Subject: Cutting-Edge Advancements in Statistical Methodology and AI
Hi Elman,
This collection of preprints showcases a vibrant research landscape, pushing the boundaries of statistical methodology, machine learning, and their applications across various domains. A notable emphasis on Bayesian methods, network analysis, and handling complex data structures pervades the collection. Several papers focus on improving model accuracy and robustness in challenging scenarios. For instance, Zhu et al. (2025) (Zhu et al., 2025) introduce BISON, a unified Bayesian approach for bi-clustering spatial omics data, addressing the double-dipping issue in feature selection. Similarly, Han et al. (2025) (Han et al., 2025) delve into the theoretical properties of Winsorized PCA for subspace recovery, demonstrating its robustness to outliers. In the realm of causal inference, Montoya et al. (2025) (Montoya et al., 2025) apply the resource-constrained optimal dynamic treatment rule (RC ODTR) SuperLearner algorithm to HIV care retention, offering practical guidance and novel presentations of the RC ODTR. Meanwhile, Philipps et al. (2025) (Philipps et al., 2025) compare methods for handling intermittently measured, error-prone covariates in survival analysis, advocating for multiple imputation and joint modeling.

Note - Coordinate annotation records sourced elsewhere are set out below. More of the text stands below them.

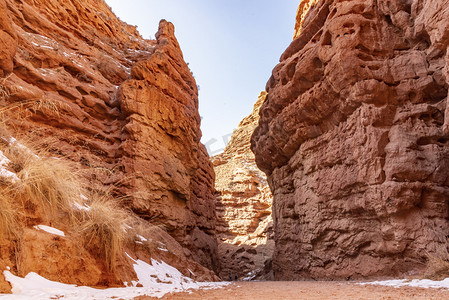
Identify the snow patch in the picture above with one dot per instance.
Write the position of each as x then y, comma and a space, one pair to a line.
49, 230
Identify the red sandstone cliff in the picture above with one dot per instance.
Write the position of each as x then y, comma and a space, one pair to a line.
243, 203
354, 137
81, 83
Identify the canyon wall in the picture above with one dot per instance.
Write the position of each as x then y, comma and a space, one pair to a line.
86, 86
243, 204
354, 138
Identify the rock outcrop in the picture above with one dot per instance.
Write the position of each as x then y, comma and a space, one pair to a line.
243, 203
354, 138
81, 83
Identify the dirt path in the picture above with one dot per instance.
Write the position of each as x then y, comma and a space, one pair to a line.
309, 290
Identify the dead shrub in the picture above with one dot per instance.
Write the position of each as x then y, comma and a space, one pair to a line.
438, 263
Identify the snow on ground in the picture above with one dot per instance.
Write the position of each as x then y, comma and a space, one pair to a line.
157, 280
49, 230
423, 283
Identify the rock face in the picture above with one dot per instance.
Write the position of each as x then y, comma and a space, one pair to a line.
80, 82
354, 138
243, 203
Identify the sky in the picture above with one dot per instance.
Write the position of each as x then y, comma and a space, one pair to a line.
231, 47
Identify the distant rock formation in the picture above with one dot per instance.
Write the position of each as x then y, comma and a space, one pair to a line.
83, 84
354, 138
243, 203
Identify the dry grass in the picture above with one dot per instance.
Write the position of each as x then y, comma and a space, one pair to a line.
47, 192
438, 263
48, 183
103, 229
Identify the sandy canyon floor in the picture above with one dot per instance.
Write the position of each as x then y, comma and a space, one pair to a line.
309, 290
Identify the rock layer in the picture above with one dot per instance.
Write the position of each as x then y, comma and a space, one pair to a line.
80, 82
354, 138
243, 203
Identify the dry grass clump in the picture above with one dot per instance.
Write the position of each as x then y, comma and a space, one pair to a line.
438, 263
49, 182
103, 229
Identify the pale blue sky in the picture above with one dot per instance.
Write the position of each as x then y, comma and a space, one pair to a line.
231, 46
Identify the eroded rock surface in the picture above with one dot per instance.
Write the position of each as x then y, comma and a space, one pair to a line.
80, 82
243, 203
354, 138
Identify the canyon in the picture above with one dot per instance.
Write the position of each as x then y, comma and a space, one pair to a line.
338, 173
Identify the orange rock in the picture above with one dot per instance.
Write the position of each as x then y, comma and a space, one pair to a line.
353, 137
80, 82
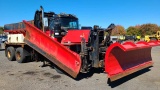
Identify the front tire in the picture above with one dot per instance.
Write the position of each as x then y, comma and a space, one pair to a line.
20, 55
10, 53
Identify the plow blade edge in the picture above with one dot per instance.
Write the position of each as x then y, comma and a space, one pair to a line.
64, 58
124, 59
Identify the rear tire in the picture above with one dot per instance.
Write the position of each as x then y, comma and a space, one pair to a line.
10, 53
20, 55
58, 70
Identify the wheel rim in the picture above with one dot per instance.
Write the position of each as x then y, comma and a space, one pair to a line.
9, 54
18, 56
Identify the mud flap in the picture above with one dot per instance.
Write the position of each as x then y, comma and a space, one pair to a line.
124, 59
64, 58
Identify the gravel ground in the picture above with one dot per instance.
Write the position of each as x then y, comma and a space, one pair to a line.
29, 76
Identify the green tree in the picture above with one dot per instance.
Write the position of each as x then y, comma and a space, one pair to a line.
1, 30
148, 29
119, 30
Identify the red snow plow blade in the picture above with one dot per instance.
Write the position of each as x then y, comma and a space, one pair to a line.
61, 56
124, 59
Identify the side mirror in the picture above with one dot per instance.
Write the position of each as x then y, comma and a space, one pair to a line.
45, 22
57, 29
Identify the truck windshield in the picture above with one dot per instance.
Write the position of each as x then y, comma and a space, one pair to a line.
70, 23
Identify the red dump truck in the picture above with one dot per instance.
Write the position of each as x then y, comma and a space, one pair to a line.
58, 39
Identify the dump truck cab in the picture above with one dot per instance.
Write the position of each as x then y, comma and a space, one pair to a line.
56, 24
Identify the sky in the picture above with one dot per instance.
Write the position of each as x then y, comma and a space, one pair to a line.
90, 12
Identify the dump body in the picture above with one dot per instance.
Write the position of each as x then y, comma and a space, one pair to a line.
155, 37
56, 38
120, 59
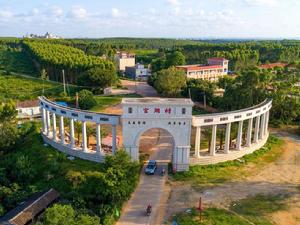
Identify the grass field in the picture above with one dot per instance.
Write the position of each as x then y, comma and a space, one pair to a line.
15, 60
23, 88
251, 210
32, 167
201, 176
106, 101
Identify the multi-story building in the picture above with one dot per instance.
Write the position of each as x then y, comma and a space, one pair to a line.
137, 72
124, 59
216, 68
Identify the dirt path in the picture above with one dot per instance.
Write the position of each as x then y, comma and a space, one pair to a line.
280, 177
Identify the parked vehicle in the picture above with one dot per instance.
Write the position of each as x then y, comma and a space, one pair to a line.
151, 167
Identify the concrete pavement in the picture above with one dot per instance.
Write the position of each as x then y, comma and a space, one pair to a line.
150, 188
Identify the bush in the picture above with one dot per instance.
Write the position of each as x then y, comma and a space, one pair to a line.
86, 99
66, 215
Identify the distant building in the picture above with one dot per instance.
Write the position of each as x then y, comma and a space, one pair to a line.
28, 109
216, 68
29, 210
137, 72
46, 36
124, 59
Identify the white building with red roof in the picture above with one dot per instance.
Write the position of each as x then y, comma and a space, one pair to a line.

Another recurring theme is developing novel statistical models for specific applications. Lu et al. (2025) (Lu et al., 2025) propose a zero-inflated Poisson latent position cluster model for analyzing network data with missing values, introducing a novel partially collapsed Markov chain Monte Carlo algorithm. Genest et al. (2025) (Genest et al., 2025) extend previous work on noncentral Wishart mixtures to test random effects in factorial design models. In environmental epidemiology, Zhang et al. (2025) (Zhang et al., 2025) introduce a faster version of Bayesian Kernel Machine Regression (BKMR) using random Fourier features, enabling efficient estimation of joint health effects from multiple exposures. Addressing a different application, Ning et al. (2025) (Ning et al., 2025) investigate imbalanced regression loss functions for forecasting marine heatwaves, highlighting the improved performance of specialized losses like balanced MSE.

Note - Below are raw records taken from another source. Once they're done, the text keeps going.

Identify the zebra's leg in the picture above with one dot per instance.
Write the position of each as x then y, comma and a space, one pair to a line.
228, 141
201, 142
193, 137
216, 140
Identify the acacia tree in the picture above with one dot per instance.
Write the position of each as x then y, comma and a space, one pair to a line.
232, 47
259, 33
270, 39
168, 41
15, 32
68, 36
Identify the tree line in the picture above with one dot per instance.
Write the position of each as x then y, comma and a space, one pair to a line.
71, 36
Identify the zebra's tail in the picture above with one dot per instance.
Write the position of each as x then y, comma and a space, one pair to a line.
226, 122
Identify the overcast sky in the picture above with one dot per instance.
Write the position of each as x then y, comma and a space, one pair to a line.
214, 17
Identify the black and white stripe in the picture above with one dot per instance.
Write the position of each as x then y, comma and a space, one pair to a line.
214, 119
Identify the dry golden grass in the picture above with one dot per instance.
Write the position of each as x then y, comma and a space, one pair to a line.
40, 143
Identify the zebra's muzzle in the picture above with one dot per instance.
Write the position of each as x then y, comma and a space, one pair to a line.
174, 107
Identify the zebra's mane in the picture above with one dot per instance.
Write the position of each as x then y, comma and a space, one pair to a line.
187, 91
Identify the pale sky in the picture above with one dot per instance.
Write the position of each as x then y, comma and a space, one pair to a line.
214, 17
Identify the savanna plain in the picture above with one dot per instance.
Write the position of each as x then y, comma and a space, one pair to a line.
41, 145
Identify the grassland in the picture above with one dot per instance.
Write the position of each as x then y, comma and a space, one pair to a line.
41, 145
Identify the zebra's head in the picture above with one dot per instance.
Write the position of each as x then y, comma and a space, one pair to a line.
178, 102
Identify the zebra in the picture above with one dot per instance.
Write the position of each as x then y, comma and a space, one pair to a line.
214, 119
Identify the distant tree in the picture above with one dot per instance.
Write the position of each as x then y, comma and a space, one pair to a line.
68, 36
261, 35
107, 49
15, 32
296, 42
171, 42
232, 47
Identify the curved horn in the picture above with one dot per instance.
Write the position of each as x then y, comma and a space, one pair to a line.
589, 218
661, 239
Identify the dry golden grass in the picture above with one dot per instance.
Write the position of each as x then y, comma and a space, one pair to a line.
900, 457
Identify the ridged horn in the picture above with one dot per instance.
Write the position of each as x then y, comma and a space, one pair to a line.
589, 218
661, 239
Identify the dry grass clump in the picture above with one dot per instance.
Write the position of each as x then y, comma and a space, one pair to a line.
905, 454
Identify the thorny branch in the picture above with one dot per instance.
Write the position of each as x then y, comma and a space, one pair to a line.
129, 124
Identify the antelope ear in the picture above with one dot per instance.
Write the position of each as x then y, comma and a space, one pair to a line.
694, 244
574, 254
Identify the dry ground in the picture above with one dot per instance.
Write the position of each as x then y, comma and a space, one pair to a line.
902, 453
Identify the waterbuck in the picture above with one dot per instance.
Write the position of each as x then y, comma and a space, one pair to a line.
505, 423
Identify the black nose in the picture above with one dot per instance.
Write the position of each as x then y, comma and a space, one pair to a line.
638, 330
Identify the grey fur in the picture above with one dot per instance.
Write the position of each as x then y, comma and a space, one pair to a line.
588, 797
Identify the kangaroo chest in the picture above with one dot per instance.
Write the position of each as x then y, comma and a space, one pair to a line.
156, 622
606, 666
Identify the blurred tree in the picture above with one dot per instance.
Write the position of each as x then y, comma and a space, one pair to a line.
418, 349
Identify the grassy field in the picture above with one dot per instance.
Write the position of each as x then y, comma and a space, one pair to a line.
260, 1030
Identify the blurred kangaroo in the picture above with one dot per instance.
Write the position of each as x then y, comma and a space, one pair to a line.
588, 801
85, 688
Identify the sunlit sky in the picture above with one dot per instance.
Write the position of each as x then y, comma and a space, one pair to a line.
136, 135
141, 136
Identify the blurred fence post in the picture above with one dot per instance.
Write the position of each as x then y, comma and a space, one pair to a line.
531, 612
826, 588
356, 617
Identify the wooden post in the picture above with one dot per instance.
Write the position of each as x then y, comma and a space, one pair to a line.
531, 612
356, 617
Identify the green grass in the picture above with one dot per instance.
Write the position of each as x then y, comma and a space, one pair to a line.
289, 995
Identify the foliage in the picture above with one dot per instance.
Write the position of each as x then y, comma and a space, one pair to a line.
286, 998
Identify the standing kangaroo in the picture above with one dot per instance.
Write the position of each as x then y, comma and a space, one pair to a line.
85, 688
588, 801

Several contributions focus on practical applications and real-world data analysis. Glynn et al. (2025) (Glynn et al., 2025) explore multi-indication meta-analysis methods for health technology assessment, demonstrating the potential for reducing uncertainty in decision-making. Orme et al. (2025) (Orme et al., 2025) propose a novel multi-view biclustering approach based on non-negative matrix tri-factorization, introducing the bisilhouette score as a bicluster-specific evaluation metric. Reluga et al. (2025) (Reluga et al., 2025) develop a causal small area estimation framework to analyze the impact of job stability on poverty in Italy. Furthermore, Gabashvili and Allsup (2025) (Gabashvili & Allsup, 2025) analyze resident turnover and community satisfaction in active lifestyle communities, revealing complex patterns and highlighting the need for sophisticated longitudinal tracking.
Beyond traditional statistical modeling, several papers explore innovative applications of machine learning and large language models (LLMs). Yardimci and Cavus (2025) (Yardimci & Cavus, 2025) introduce a Rashomon perspective for uncertainty quantification in survival predictive maintenance models. Seri et al. (2025) (Seri et al., 2025) compare recurrent and graph neural networks for sustainable greenhouse management. Zhou et al. (2025) (Zhou et al., 2025) explore Chain-of-Thought (CoT) reasoning with LLMs in chemical engineering. Kuzmanko (2025) (Kuzmanko, 2025) evaluates the performance of LLMs in quantitative management problem-solving, revealing limitations in precision despite promising capabilities. Finally, Chuang et al. (2025) (Chuang et al., 2025) investigate the use of LLMs for scoring and greenwashing corporate climate disclosures.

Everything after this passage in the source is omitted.